カタログ、およびインターネットを利用した、衣料品、日用雑貨、家具などの通信販売で知られるニッセン。同社では、過去 20年以上にわたり、顧客や商品に関するデータを、HP-UX上で稼働する SAS によって分析し、受注や配送、返品から欠品対応、損益計算など、多様な業務において活用してきました。そのユーザー規模は増え続けており、1日あたり数百本のスクリプトが処理されています。
しかし近年、そのスクリプトの処理時間が年を追うごとに長期化するという問題が浮上していました。こうした課題を解消すべく、その実現に向けたソリューションを検討。具体的な目標となったのは、スクリプトの並行処理を実現することで、現在かかっている平均待ち時間を 0分にすることでした。ソリューションを慎重に比較検討した結果、最終的にニッセンの要請に応えたのが、テラデータの「Teradata Active Enterprise Data Warehouse 5650 (Teradata Active EDW 5650)」でした。

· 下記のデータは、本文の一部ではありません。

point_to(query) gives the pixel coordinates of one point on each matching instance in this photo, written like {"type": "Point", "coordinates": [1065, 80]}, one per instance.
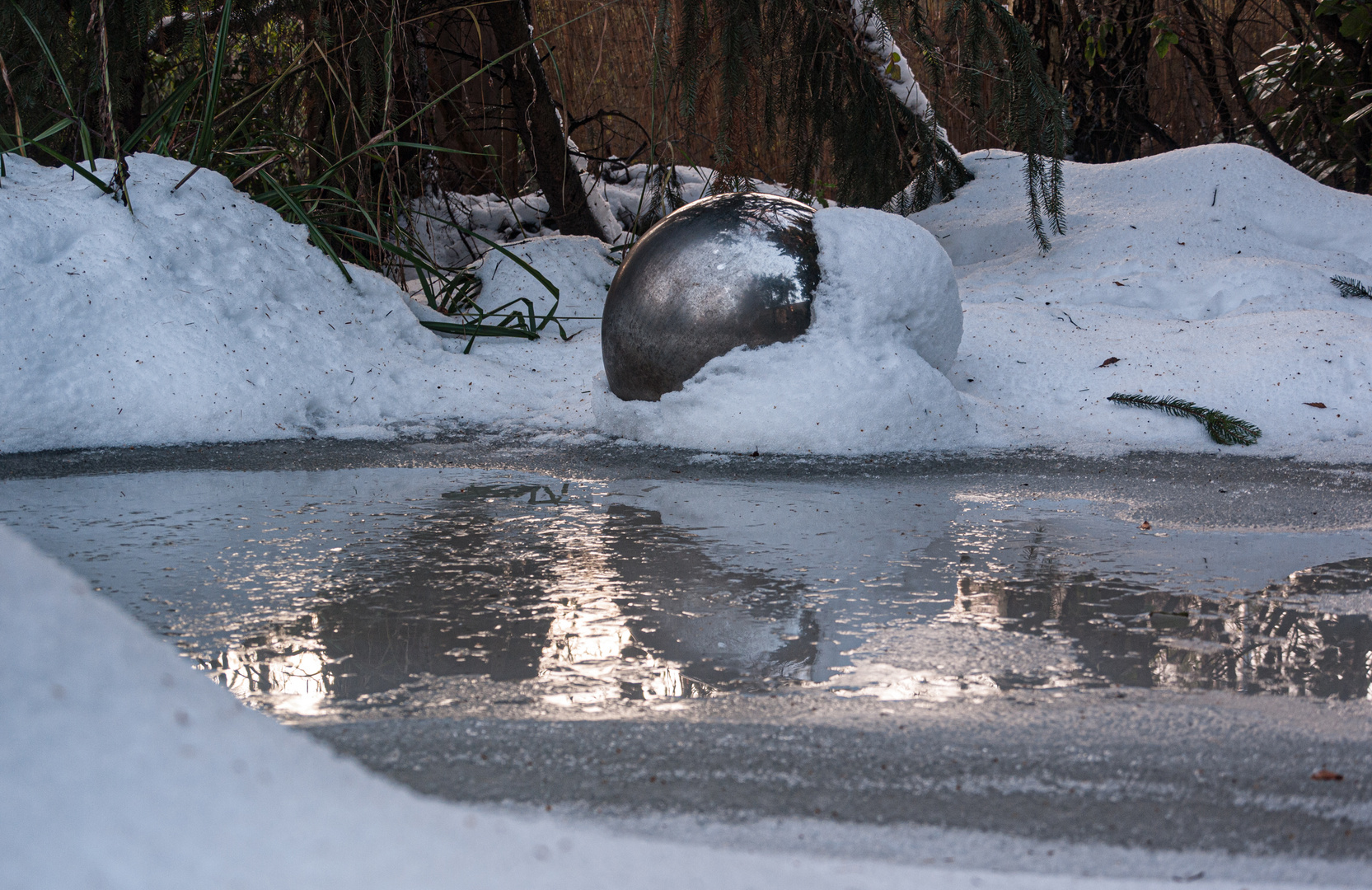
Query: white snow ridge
{"type": "Point", "coordinates": [204, 317]}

ニッセンでは、Teradata Active EDW 5650 を中核にしたシステムの整備に着手。具体的には、HP-UX で動作してきた SAS の仕組み自体はそのままに、そのバックエンドに Teradata Active EDW 5650 を置き、SAS の In-Databaseテクノロジーを導入する形をとりました。つまり、フロントエンドの HP−UX上で稼働する SAS からのリクエストを、Teradata Active EDW 5650 でデータベースを使い処理をする形です。
ニッセンが事前に行った検証の結果、Teradata Active EDW 5650 の超並列処理(MPP)をフルに生かした高度なパフォーマンスにより、大幅にデータ処理スピードが改善しました。例えば、これまで数十時間かかっていたスクリプトも、Teradata Active EDW 5650 を使って In-Database化することで、数分で完了することがわかりました。さらに検証においては、サーバーを高負荷の状態にしたテストも実施しています。CPU の利用率を 70%〜 80%の状態にして、同じスクリプトを動かしてみたところ、それでも変わらず数分で完了するという劇的な効果が得られたのです。
Teradata Active EDW 5650 を活用したニッセンのシステムは、2011年 11月に本格稼働を開始し、数多くの従業員がこの新システムを各自の業務において広く活用しています。本番稼働においても、検証で確認された高度な処理スピードが問題なく発揮されており、仮に大量の分析リクエストが一時に集中するようなことが発生しても、高いパフォーマンスを常に維持できる環境が整いました。結果、ニッセンでは作業効率の大幅な改善と PDCAサイクルの迅速化、分析精度の向上といった成果を享受しています。
こうした成果を踏まえてニッセンでは、Teradataデータウェアハウス(DWH)の活用による、さらなるシステムの拡充に向けた展望も描いています。今回、同社が Teradata DWH を適用したのは、主にアドホック分析を行うためのシステムでしたが、そのほかにもニッセンではキャンペーン管理などを行うコンタクト管理システムや他の BI環境など、計4つの分析環境を展開しています。ニッセンでは、これらすべてのシステムを横断した統合データ分析基盤を Teradata DWH によって実現していく考えです。
これにより、これまで各システムで個別に管理していた分析のプロセスや結果を共通の基盤上に集約でき、システム効率がさらに向上することに加え、同一顧客に対するアプローチも、各チャネルにおいて全社的に一貫性のとれた形で行っていくことが可能になるとしています。またこうした基盤の構築が、ビッグデータの活用にも役立つと同社では捉えています。ビジネスを支える統合データ分析基盤の実現に向け、Teradata DWH への期待はますます高まっています。
(本事例は、国内最大級のデータウェアハウス・コンファレンス「Teradata Universe Tokyo 2012」のセッションで発表された内容です。)